Although bluebirds forage mainly in open areas, they build their nests within cavities in trees. All three species of bluebird are secondary cavity nesters — meaning that, while they need cavities for nesting, they do not create those cavities themselves. Instead, they depend on finding holes created and abandoned by other species of cavity nesters such as woodpeckers.
So when bluebird numbers began to decline, people wondered if maybe there simply weren’t enough cavities for them to nest in anymore. But if that was the problem? What had caused the decrease in available nesting cavities? The answer was simple: while the actual number of cavities available was staying the same, the competition to use them was likely getting increasingly fierce — thanks mainly to the introduction of a number of invasive cavity nesting species such as the European starling and the house sparrow to North America.
Concerned citizens were determined to tackle the problem. Getting rid of the advancing hordes of invasive cavity nesters was virtually impossible, so they approached the problem from the other direction, by building and installing artificial nest boxes. These boxes were designed to exclude some of the larger competing species (such as starlings), and were carefully positioned away from sources of food for house sparrows, to decrease their interest in the boxes.
As public interest in the plight of the bluebirds grew, enthusiastic citizen scientists began to establish nest box trails across the continent, and populations of all three bluebird species began to rebound. In 1978, scientist Lawrence Zeleny enlisted the help of the Audubon Society to found the North American Bluebird Society (NABS) — an organization that continues to actively promote the conservation of bluebirds and other cavity nesters today.
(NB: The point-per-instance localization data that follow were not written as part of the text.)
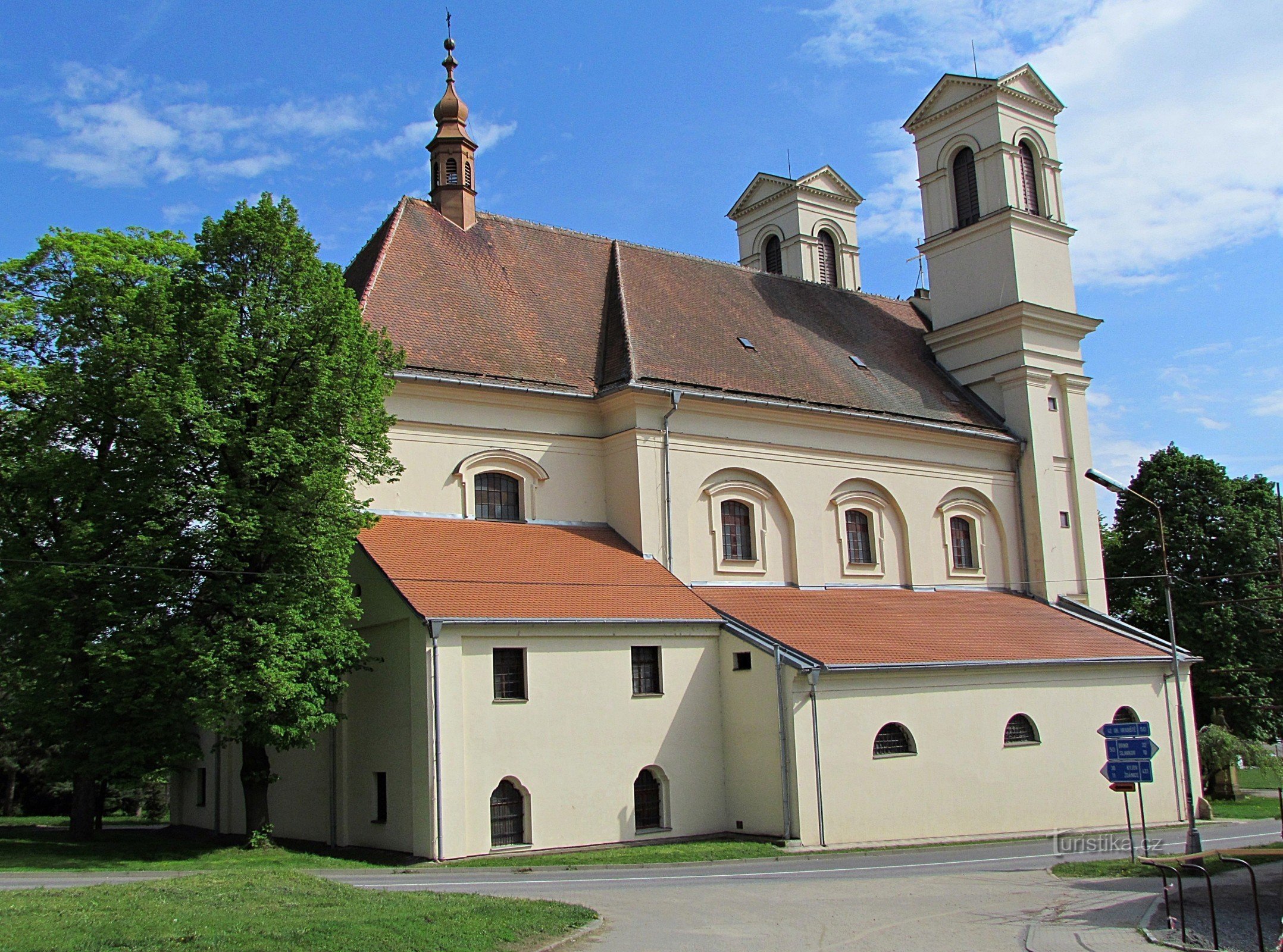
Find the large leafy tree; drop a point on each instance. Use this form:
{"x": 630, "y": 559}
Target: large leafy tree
{"x": 1223, "y": 548}
{"x": 293, "y": 383}
{"x": 98, "y": 406}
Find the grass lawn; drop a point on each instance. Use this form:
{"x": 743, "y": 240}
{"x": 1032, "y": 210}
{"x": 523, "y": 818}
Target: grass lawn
{"x": 1246, "y": 809}
{"x": 694, "y": 851}
{"x": 281, "y": 910}
{"x": 27, "y": 848}
{"x": 1101, "y": 869}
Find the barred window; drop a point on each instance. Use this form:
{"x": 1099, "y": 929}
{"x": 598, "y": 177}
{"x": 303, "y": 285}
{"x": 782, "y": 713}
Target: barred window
{"x": 648, "y": 801}
{"x": 510, "y": 674}
{"x": 774, "y": 258}
{"x": 960, "y": 534}
{"x": 737, "y": 531}
{"x": 1028, "y": 178}
{"x": 1125, "y": 715}
{"x": 828, "y": 259}
{"x": 966, "y": 195}
{"x": 1021, "y": 731}
{"x": 507, "y": 816}
{"x": 892, "y": 740}
{"x": 646, "y": 670}
{"x": 860, "y": 547}
{"x": 498, "y": 497}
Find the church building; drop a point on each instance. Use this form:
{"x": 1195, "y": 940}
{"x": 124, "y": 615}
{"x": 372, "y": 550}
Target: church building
{"x": 688, "y": 547}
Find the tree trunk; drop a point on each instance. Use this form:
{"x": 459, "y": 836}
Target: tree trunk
{"x": 84, "y": 806}
{"x": 256, "y": 778}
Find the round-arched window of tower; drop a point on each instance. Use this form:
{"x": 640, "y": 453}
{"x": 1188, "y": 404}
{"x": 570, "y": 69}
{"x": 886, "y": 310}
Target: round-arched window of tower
{"x": 772, "y": 257}
{"x": 1028, "y": 178}
{"x": 828, "y": 259}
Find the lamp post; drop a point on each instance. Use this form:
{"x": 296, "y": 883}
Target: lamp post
{"x": 1194, "y": 842}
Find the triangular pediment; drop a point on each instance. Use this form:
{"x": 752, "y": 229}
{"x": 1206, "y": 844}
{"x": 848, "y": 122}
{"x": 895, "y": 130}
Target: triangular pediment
{"x": 762, "y": 186}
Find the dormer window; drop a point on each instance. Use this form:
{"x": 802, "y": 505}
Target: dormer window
{"x": 772, "y": 257}
{"x": 1028, "y": 178}
{"x": 498, "y": 497}
{"x": 966, "y": 195}
{"x": 828, "y": 261}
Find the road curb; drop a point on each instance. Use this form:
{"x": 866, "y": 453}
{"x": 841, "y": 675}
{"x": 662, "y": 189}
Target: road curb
{"x": 578, "y": 934}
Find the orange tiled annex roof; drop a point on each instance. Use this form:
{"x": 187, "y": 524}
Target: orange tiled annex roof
{"x": 521, "y": 303}
{"x": 471, "y": 569}
{"x": 896, "y": 627}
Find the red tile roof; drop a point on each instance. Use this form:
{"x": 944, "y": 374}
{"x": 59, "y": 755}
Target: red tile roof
{"x": 471, "y": 569}
{"x": 897, "y": 627}
{"x": 511, "y": 300}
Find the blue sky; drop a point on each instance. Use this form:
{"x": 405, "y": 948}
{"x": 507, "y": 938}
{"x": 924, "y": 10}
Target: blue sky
{"x": 646, "y": 121}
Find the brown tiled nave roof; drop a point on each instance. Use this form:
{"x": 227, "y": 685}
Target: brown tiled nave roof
{"x": 516, "y": 302}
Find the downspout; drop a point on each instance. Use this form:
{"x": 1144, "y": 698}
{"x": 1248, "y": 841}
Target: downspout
{"x": 668, "y": 484}
{"x": 434, "y": 629}
{"x": 813, "y": 678}
{"x": 784, "y": 750}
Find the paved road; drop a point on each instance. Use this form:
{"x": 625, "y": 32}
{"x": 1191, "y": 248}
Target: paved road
{"x": 977, "y": 897}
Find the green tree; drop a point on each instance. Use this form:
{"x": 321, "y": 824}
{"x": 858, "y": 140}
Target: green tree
{"x": 294, "y": 384}
{"x": 1223, "y": 549}
{"x": 96, "y": 407}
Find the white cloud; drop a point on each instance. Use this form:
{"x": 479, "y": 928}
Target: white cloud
{"x": 1174, "y": 125}
{"x": 113, "y": 129}
{"x": 1269, "y": 405}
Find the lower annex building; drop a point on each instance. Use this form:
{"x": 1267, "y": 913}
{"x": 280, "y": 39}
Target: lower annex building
{"x": 687, "y": 547}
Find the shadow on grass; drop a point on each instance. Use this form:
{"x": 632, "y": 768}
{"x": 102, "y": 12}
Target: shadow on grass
{"x": 35, "y": 848}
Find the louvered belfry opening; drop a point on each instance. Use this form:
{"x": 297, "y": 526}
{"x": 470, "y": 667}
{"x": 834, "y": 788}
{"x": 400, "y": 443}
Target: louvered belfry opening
{"x": 774, "y": 257}
{"x": 828, "y": 261}
{"x": 860, "y": 551}
{"x": 965, "y": 193}
{"x": 507, "y": 816}
{"x": 647, "y": 801}
{"x": 1028, "y": 178}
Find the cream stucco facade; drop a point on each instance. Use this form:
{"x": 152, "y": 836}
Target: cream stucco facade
{"x": 747, "y": 734}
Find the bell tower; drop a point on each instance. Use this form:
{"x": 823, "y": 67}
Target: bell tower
{"x": 453, "y": 152}
{"x": 1002, "y": 305}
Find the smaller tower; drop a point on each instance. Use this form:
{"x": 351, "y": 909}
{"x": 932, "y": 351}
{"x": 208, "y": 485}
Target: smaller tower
{"x": 803, "y": 227}
{"x": 453, "y": 152}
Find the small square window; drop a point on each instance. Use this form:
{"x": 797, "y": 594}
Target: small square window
{"x": 380, "y": 797}
{"x": 646, "y": 671}
{"x": 510, "y": 674}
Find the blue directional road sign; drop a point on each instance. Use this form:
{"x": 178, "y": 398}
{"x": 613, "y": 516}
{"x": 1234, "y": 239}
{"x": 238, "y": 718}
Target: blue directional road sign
{"x": 1128, "y": 772}
{"x": 1129, "y": 750}
{"x": 1138, "y": 729}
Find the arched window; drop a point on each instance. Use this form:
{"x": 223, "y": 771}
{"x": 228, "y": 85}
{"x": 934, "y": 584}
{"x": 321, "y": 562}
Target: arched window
{"x": 828, "y": 259}
{"x": 771, "y": 253}
{"x": 960, "y": 537}
{"x": 860, "y": 544}
{"x": 1021, "y": 731}
{"x": 966, "y": 195}
{"x": 737, "y": 531}
{"x": 1028, "y": 178}
{"x": 507, "y": 816}
{"x": 498, "y": 497}
{"x": 893, "y": 740}
{"x": 648, "y": 801}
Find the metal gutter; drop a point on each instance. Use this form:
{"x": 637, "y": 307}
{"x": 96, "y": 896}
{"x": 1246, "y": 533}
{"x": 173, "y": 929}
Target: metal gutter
{"x": 834, "y": 411}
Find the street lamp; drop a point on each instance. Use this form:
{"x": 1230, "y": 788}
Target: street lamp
{"x": 1194, "y": 842}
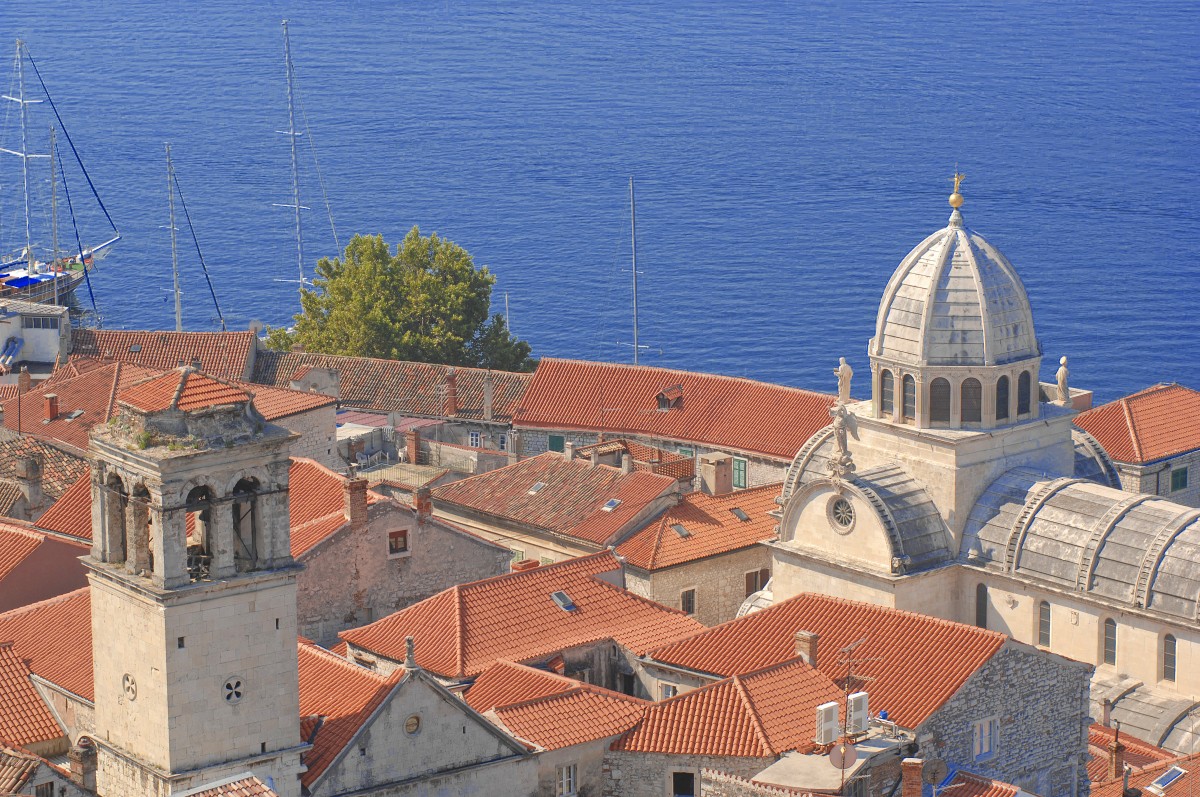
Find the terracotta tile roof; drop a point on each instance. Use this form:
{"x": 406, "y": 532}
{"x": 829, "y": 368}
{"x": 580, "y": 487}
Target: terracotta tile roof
{"x": 463, "y": 630}
{"x": 569, "y": 504}
{"x": 24, "y": 717}
{"x": 343, "y": 695}
{"x": 709, "y": 525}
{"x": 91, "y": 393}
{"x": 63, "y": 657}
{"x": 1149, "y": 425}
{"x": 724, "y": 412}
{"x": 71, "y": 514}
{"x": 184, "y": 389}
{"x": 396, "y": 385}
{"x": 581, "y": 714}
{"x": 505, "y": 682}
{"x": 221, "y": 354}
{"x": 912, "y": 663}
{"x": 759, "y": 714}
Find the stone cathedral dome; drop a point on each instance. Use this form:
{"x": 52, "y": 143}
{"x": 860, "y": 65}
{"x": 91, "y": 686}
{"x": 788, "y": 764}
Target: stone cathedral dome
{"x": 954, "y": 301}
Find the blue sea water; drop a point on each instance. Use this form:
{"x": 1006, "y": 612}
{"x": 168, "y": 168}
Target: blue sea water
{"x": 786, "y": 155}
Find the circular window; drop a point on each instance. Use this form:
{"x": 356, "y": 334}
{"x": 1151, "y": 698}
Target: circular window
{"x": 234, "y": 689}
{"x": 841, "y": 515}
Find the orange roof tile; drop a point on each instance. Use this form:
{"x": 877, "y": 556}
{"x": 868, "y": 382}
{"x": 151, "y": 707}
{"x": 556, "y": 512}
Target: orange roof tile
{"x": 91, "y": 394}
{"x": 1149, "y": 425}
{"x": 569, "y": 504}
{"x": 24, "y": 717}
{"x": 581, "y": 714}
{"x": 505, "y": 682}
{"x": 757, "y": 714}
{"x": 913, "y": 663}
{"x": 724, "y": 412}
{"x": 221, "y": 354}
{"x": 184, "y": 389}
{"x": 463, "y": 630}
{"x": 396, "y": 385}
{"x": 709, "y": 525}
{"x": 343, "y": 695}
{"x": 63, "y": 657}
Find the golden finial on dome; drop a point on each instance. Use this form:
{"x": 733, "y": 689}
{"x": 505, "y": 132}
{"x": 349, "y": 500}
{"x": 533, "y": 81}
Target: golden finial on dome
{"x": 957, "y": 198}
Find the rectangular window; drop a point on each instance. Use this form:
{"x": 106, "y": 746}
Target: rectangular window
{"x": 688, "y": 601}
{"x": 739, "y": 473}
{"x": 397, "y": 541}
{"x": 985, "y": 735}
{"x": 568, "y": 778}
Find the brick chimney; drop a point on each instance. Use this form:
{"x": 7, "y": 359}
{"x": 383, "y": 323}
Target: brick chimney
{"x": 357, "y": 503}
{"x": 807, "y": 646}
{"x": 910, "y": 777}
{"x": 424, "y": 502}
{"x": 451, "y": 407}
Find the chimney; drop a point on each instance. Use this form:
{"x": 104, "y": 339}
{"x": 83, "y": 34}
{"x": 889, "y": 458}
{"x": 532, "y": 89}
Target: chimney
{"x": 910, "y": 777}
{"x": 413, "y": 445}
{"x": 807, "y": 647}
{"x": 451, "y": 407}
{"x": 357, "y": 503}
{"x": 489, "y": 396}
{"x": 424, "y": 502}
{"x": 82, "y": 757}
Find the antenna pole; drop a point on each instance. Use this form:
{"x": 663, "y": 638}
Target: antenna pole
{"x": 633, "y": 238}
{"x": 174, "y": 249}
{"x": 292, "y": 135}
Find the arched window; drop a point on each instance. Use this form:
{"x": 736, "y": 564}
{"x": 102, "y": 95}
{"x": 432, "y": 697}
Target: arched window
{"x": 1110, "y": 641}
{"x": 982, "y": 605}
{"x": 972, "y": 401}
{"x": 940, "y": 400}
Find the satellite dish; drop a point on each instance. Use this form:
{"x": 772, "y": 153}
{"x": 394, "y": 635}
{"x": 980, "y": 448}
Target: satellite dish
{"x": 934, "y": 772}
{"x": 843, "y": 755}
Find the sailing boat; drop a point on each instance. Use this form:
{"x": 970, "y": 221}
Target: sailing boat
{"x": 23, "y": 274}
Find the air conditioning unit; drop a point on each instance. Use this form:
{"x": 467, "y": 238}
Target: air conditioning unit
{"x": 827, "y": 724}
{"x": 857, "y": 715}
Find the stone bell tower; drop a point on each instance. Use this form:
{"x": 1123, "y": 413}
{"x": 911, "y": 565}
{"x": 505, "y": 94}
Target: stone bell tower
{"x": 192, "y": 592}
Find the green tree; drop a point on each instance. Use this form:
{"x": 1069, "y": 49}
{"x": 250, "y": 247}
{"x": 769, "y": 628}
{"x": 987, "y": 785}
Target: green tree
{"x": 426, "y": 303}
Currently many populations of all three bluebird species are stable or increasing, thanks in large part to NABS and its network of citizen scientists. Every spring, these citizen scientists maintain and monitor thousands of bluebird nest boxes across North America. Volunteers like 91-year-old Al Larsen (the subject of "Bluebird Man," a recent documentary by wildlife filmmakers Wild Lens) spend many hours each year gathering detailed information on box usage and nesting success of bluebirds and the many other species of cavity nesters that use the boxes; ultimately producing huge amounts of data on a much larger scale than any single researcher ever could.
The bluebird recovery story is an inspiring tale of grassroots conservation success — a win for the birds, but also a win for the people who continue to put so much effort into protecting them. Although I encountered a few challenges working with this "poster species," I don’t regret for a second choosing to study bluebirds for my PhD.
Getting to know the bluebirder community gave me the opportunity to work with some of the kindest and most generous people I’ve ever met — people who went out of their way to help and support me. Without them, my project would not have been a success. But more than that, I found that I loved watching the bluebirds too. Even on the most frustrating field days, they made me smile — partly because of their charisma, but also because they are living proof that sometimes, we can make a difference.